Surry-born Samantha Ege, or more fully Dr. Samantha Hannah Oboakorevue Ege is a musicologist and pianist. Florence Price was the subject of her PhD and she recorded the Piano Sonata in E minor in full on her previous CD (Four Women available at wavetheoryrecords.com). Her research took her to the manuscripts found at Price's summer home and among those she discovered the additional three Negro fantasies – Nos 2
to 4 – to add to the existing fantasy in E minor. The Untitled Sketches and Snapshots were also found amongst this collection of manuscripts.
The first of the four Fantasie Negre, the E minor fantasy, was written in 1929, premiered by its dedicatee Margaret Bonds and played by Price and Bonds in a two piano version accompanying a ballet in 1932. It is in the form of a set of variations based on the spiritual Sinner, please don't let this harvest pass, the melody woven about with decoration, sometimes grand and bold, sometimes dark and brooding. This is the pattern for all four of the fantasies, the melody set within a harmonically and imaginatively rich tapestry of keyboard textures.

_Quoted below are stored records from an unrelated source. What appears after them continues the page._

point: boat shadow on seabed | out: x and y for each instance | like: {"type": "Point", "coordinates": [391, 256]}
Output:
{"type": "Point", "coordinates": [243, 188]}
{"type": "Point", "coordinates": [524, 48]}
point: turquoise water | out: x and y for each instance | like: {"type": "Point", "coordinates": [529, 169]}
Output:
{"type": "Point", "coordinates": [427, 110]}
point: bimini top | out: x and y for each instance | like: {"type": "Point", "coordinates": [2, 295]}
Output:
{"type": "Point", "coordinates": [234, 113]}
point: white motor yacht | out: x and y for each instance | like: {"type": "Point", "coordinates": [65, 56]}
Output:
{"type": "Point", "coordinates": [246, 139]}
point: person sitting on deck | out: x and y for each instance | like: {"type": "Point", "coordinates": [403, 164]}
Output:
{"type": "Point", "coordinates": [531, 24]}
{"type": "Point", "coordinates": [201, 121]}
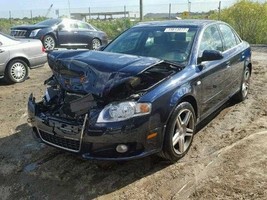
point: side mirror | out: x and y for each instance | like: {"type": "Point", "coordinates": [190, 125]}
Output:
{"type": "Point", "coordinates": [101, 48]}
{"type": "Point", "coordinates": [210, 55]}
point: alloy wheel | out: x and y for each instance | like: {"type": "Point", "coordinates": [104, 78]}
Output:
{"type": "Point", "coordinates": [49, 42]}
{"type": "Point", "coordinates": [18, 71]}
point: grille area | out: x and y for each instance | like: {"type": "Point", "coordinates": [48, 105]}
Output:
{"type": "Point", "coordinates": [68, 144]}
{"type": "Point", "coordinates": [19, 33]}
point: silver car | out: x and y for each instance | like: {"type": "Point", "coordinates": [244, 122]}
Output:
{"type": "Point", "coordinates": [17, 56]}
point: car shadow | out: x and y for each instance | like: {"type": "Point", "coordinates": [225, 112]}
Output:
{"type": "Point", "coordinates": [33, 165]}
{"type": "Point", "coordinates": [37, 165]}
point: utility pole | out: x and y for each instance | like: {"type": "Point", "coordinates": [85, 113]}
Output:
{"type": "Point", "coordinates": [69, 8]}
{"type": "Point", "coordinates": [170, 10]}
{"type": "Point", "coordinates": [219, 10]}
{"type": "Point", "coordinates": [10, 16]}
{"type": "Point", "coordinates": [141, 10]}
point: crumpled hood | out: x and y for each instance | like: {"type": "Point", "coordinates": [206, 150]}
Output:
{"type": "Point", "coordinates": [95, 72]}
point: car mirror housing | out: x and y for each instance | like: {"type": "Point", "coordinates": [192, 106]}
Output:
{"type": "Point", "coordinates": [210, 55]}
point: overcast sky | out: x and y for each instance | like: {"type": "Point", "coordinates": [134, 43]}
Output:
{"type": "Point", "coordinates": [44, 4]}
{"type": "Point", "coordinates": [20, 8]}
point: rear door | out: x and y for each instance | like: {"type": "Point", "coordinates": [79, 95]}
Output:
{"type": "Point", "coordinates": [214, 77]}
{"type": "Point", "coordinates": [235, 56]}
{"type": "Point", "coordinates": [86, 34]}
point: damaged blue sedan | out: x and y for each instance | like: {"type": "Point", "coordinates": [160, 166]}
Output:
{"type": "Point", "coordinates": [142, 94]}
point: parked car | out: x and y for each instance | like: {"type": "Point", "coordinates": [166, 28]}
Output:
{"type": "Point", "coordinates": [145, 93]}
{"type": "Point", "coordinates": [17, 56]}
{"type": "Point", "coordinates": [66, 33]}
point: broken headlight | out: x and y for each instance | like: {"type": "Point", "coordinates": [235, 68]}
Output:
{"type": "Point", "coordinates": [124, 110]}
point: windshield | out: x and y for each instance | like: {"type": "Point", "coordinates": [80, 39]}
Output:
{"type": "Point", "coordinates": [49, 22]}
{"type": "Point", "coordinates": [168, 43]}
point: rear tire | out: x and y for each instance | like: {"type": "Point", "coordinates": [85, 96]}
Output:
{"type": "Point", "coordinates": [179, 132]}
{"type": "Point", "coordinates": [16, 72]}
{"type": "Point", "coordinates": [243, 92]}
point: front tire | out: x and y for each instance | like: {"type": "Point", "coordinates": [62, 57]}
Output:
{"type": "Point", "coordinates": [49, 42]}
{"type": "Point", "coordinates": [16, 71]}
{"type": "Point", "coordinates": [179, 132]}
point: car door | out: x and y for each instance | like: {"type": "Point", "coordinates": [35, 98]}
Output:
{"type": "Point", "coordinates": [86, 34]}
{"type": "Point", "coordinates": [214, 75]}
{"type": "Point", "coordinates": [235, 56]}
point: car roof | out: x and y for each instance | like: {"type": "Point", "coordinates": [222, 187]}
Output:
{"type": "Point", "coordinates": [183, 22]}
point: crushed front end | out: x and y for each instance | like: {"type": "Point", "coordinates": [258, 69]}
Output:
{"type": "Point", "coordinates": [96, 120]}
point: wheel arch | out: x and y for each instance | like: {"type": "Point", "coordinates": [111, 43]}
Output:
{"type": "Point", "coordinates": [52, 34]}
{"type": "Point", "coordinates": [20, 58]}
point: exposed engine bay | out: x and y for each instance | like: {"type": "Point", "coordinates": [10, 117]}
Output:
{"type": "Point", "coordinates": [61, 102]}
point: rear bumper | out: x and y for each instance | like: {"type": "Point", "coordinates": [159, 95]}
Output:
{"type": "Point", "coordinates": [94, 141]}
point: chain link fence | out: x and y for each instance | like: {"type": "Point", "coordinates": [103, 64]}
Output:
{"type": "Point", "coordinates": [167, 10]}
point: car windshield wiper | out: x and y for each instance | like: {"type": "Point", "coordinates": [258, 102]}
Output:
{"type": "Point", "coordinates": [175, 64]}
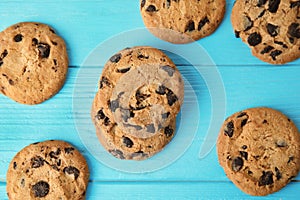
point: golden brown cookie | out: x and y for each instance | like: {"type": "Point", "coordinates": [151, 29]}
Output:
{"type": "Point", "coordinates": [259, 149]}
{"type": "Point", "coordinates": [33, 62]}
{"type": "Point", "coordinates": [48, 170]}
{"type": "Point", "coordinates": [271, 28]}
{"type": "Point", "coordinates": [182, 21]}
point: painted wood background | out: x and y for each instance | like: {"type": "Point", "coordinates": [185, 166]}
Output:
{"type": "Point", "coordinates": [84, 25]}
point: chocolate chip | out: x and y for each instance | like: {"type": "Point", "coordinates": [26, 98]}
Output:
{"type": "Point", "coordinates": [237, 164]}
{"type": "Point", "coordinates": [267, 49]}
{"type": "Point", "coordinates": [114, 105]}
{"type": "Point", "coordinates": [190, 26]}
{"type": "Point", "coordinates": [123, 70]}
{"type": "Point", "coordinates": [275, 53]}
{"type": "Point", "coordinates": [244, 155]}
{"type": "Point", "coordinates": [273, 5]}
{"type": "Point", "coordinates": [18, 38]}
{"type": "Point", "coordinates": [254, 39]}
{"type": "Point", "coordinates": [117, 153]}
{"type": "Point", "coordinates": [202, 22]}
{"type": "Point", "coordinates": [72, 170]}
{"type": "Point", "coordinates": [116, 58]}
{"type": "Point", "coordinates": [266, 179]}
{"type": "Point", "coordinates": [228, 131]}
{"type": "Point", "coordinates": [278, 174]}
{"type": "Point", "coordinates": [294, 30]}
{"type": "Point", "coordinates": [272, 29]}
{"type": "Point", "coordinates": [37, 162]}
{"type": "Point", "coordinates": [168, 69]}
{"type": "Point", "coordinates": [165, 115]}
{"type": "Point", "coordinates": [171, 97]}
{"type": "Point", "coordinates": [40, 189]}
{"type": "Point", "coordinates": [168, 131]}
{"type": "Point", "coordinates": [151, 8]}
{"type": "Point", "coordinates": [295, 4]}
{"type": "Point", "coordinates": [150, 128]}
{"type": "Point", "coordinates": [261, 3]}
{"type": "Point", "coordinates": [128, 142]}
{"type": "Point", "coordinates": [44, 50]}
{"type": "Point", "coordinates": [143, 3]}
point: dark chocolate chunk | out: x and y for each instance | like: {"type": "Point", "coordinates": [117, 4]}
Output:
{"type": "Point", "coordinates": [168, 69]}
{"type": "Point", "coordinates": [165, 115]}
{"type": "Point", "coordinates": [261, 3]}
{"type": "Point", "coordinates": [151, 8]}
{"type": "Point", "coordinates": [44, 50]}
{"type": "Point", "coordinates": [116, 58]}
{"type": "Point", "coordinates": [69, 150]}
{"type": "Point", "coordinates": [244, 155]}
{"type": "Point", "coordinates": [272, 29]}
{"type": "Point", "coordinates": [168, 131]}
{"type": "Point", "coordinates": [278, 174]}
{"type": "Point", "coordinates": [37, 162]}
{"type": "Point", "coordinates": [267, 49]}
{"type": "Point", "coordinates": [228, 131]}
{"type": "Point", "coordinates": [150, 128]}
{"type": "Point", "coordinates": [266, 179]}
{"type": "Point", "coordinates": [114, 105]}
{"type": "Point", "coordinates": [128, 142]}
{"type": "Point", "coordinates": [143, 3]}
{"type": "Point", "coordinates": [18, 38]}
{"type": "Point", "coordinates": [237, 164]}
{"type": "Point", "coordinates": [40, 189]}
{"type": "Point", "coordinates": [294, 30]}
{"type": "Point", "coordinates": [72, 170]}
{"type": "Point", "coordinates": [123, 70]}
{"type": "Point", "coordinates": [202, 22]}
{"type": "Point", "coordinates": [295, 4]}
{"type": "Point", "coordinates": [171, 97]}
{"type": "Point", "coordinates": [117, 153]}
{"type": "Point", "coordinates": [275, 53]}
{"type": "Point", "coordinates": [190, 26]}
{"type": "Point", "coordinates": [273, 5]}
{"type": "Point", "coordinates": [254, 39]}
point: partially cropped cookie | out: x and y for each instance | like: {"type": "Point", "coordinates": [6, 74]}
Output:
{"type": "Point", "coordinates": [33, 62]}
{"type": "Point", "coordinates": [271, 28]}
{"type": "Point", "coordinates": [182, 21]}
{"type": "Point", "coordinates": [259, 150]}
{"type": "Point", "coordinates": [48, 170]}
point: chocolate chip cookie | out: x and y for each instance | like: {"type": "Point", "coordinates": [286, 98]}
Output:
{"type": "Point", "coordinates": [182, 21]}
{"type": "Point", "coordinates": [49, 170]}
{"type": "Point", "coordinates": [33, 62]}
{"type": "Point", "coordinates": [259, 150]}
{"type": "Point", "coordinates": [271, 28]}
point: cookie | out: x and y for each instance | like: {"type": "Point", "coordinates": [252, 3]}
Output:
{"type": "Point", "coordinates": [48, 170]}
{"type": "Point", "coordinates": [271, 28]}
{"type": "Point", "coordinates": [126, 146]}
{"type": "Point", "coordinates": [259, 150]}
{"type": "Point", "coordinates": [182, 21]}
{"type": "Point", "coordinates": [33, 62]}
{"type": "Point", "coordinates": [141, 90]}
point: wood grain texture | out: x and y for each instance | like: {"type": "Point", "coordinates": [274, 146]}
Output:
{"type": "Point", "coordinates": [248, 82]}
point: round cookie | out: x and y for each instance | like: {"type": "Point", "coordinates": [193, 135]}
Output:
{"type": "Point", "coordinates": [140, 90]}
{"type": "Point", "coordinates": [259, 150]}
{"type": "Point", "coordinates": [33, 62]}
{"type": "Point", "coordinates": [182, 21]}
{"type": "Point", "coordinates": [126, 146]}
{"type": "Point", "coordinates": [49, 170]}
{"type": "Point", "coordinates": [271, 28]}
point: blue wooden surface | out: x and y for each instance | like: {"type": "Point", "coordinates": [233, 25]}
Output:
{"type": "Point", "coordinates": [248, 82]}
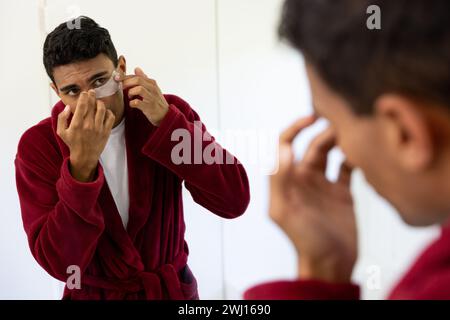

Beyond this Price lets fantasy reign; the first swells to grand gestures throughout but ends quietly and calmly, the second has a clear more upbeat ending, the third's textures are sparser and seem to concentrate on more restrained moods right through to the satisfyingly peaceful major key ending whilst the fourth is the most overtly virtuosic of the four, contrasting a sublime lyrical central section with folk-inspired outer sections. Apart from the spiritual in the first fantasie the melodies all appear to be by Price herself but she is skillful in creating tunes that sound like they could be folk melodies or spirituals and a sense of unity flows through all four, possibly because they were all written within a short time of each other.
The undated Untitled Sketches are beautiful little miniatures. The first is reminiscent of Edward MacDowall in its pastoral lyricism. The second is a short jaunty scherzo, skipping and tripping whilst the third, in 5/4 time has a restless melancholy to its flowing melodic figuration. The Snapshots were placed together as a suite by
Price in 1952, the year before her death. They encompass water, air and fire in their pages and while the harmonic style is still very tonal, a Debussian impressionism can be heard in the whole-tone passages of the descriptive Lake Mirror or the enigmatic Moon behind a cloud. Flame is a more vigorous unsettled piece with occasional hints of Russian romanticism mixed with its impressionist strokes.
Samantha Ege has done sterling work reconstructing the unfinished third fantasy from the available manuscripts and it is to be hoped that more gems can be found amongst Price's piano output. The piano sound is captured well and Samantha Ege plays with a marvellous sense of style and flair, capturing the grand romantic spirit contained within these works.